The new listening software produces results much more rapidly than other acoustic software. The key to its capabilities is the unprecedented sophistication and computational efficiency of the unique mathematical equation that underpins it.
"It is currently nameless but I'm thinking on that one," he says. "At the moment, it is written in Matlab only, but it could be added to any software platform currently able to generate binaural room impulse responses for the purpose of auralisation, so it could be added to Odeon or Ectoect (now Autodesk).
"But we are working with an architectural acoustician who is building it into a standalone rather than a plugin application. The maps we have so far generated use a separate program in C, to make impulse responses. In this standalone version it will work from a standardised output format for architectural software,which basically just describes the room shape and surface materials.

"We reckon this could be ready in a couple of months. The application will do all the acoustics and the psychoacoustic modelling in a single package. Most importantly for us, we will escape our current limitation of having rectagular rooms all the time!"
That equation has been built up using the project team’s research into how people take in sound through both ears, and as it travels round busy rooms, and how noise sources affect each other, in order to accurately predict acoustic quality at every point of an indoor space where people are likely to gather and talk.
The architect will be able to call their proposed design onto their computer screen and run the software, which will ask them to specify the locations of the main sound sources in the room. An audibility map will then automatically be produced and the architect will be able to change the room’s dimensions, its shape and/or the materials to be used, until hotspots are eliminated.

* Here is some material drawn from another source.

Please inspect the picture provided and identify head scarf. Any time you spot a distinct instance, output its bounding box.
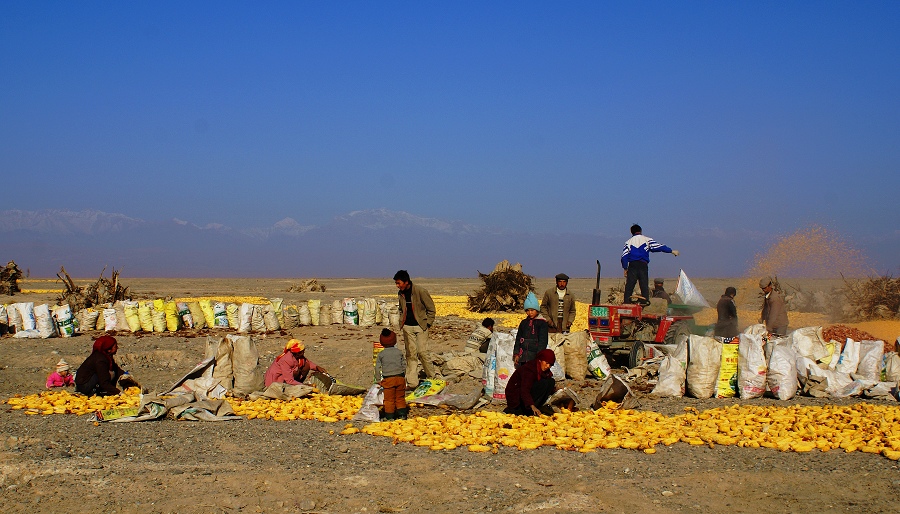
[275,339,306,361]
[94,336,116,366]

This means that rooms could be tailor-made to suit their purpose. The work will also make a significant difference to areas where audibility is important, such as rail and airport announcement waiting areas. In emergency situations such clarity could be vital in saving lives. The research will also help in the future development of hearing aids and cochlear implants.

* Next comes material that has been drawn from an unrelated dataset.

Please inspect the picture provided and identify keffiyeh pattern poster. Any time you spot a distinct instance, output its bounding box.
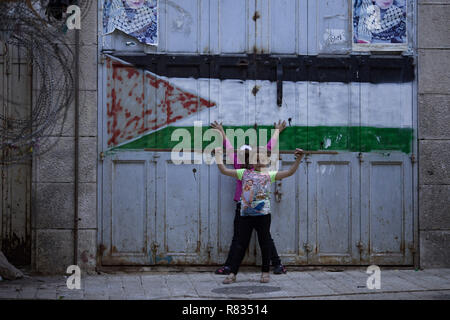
[103,0,158,45]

“Our objective now is to identify and work with a software company to help us develop the software further and market it,” says Professor Culling. “Hopefully it will be available for architects to use within the next 12 months.”
Future layered effect could be any colour
"The current limitation is that only the effect of continuous noise interference can be
correctly predicted. It is not ideal at assessing the acoustics of rooms where there are likely to be a small number of interfering voices" (left))
"That's a tough problem, though, " says Professor Cullen. "There are multiple effects of speech interference, some of which help the listener (it's periodicity, it's modulation) and some of which are disruptive (the linguistic content - apparently at multiple levels). We will have to deal with them one at a time.
"I should emphasise, though, that all these additional effects are layered on top of the ones that we have addressed so far (better-ear listening, binaural unmasking, reverberation multiple interferers and room colouration), so the predictions do have some relevance to speech interferers - I anticipate that the inaccuracies will start to arise when you have one or two interfering voices that are quite close.
"A case that we are planning to examine at the moment is the restaurant situation, where you have evenly distributed tables thoughout a room, each with one person speaking at any one time (certainly if they are tables for two, anyway!).
This is the kind of situation we have always had in mind, where people want to communicate but there are multiple parallel conversations causing interference. It will be interesting to see how accurate the model is in such a case - are all these reverberant voices effectively like continuous noise, or are the speech specific mechanisms relevant?
"There is no experimental literature on such a situation."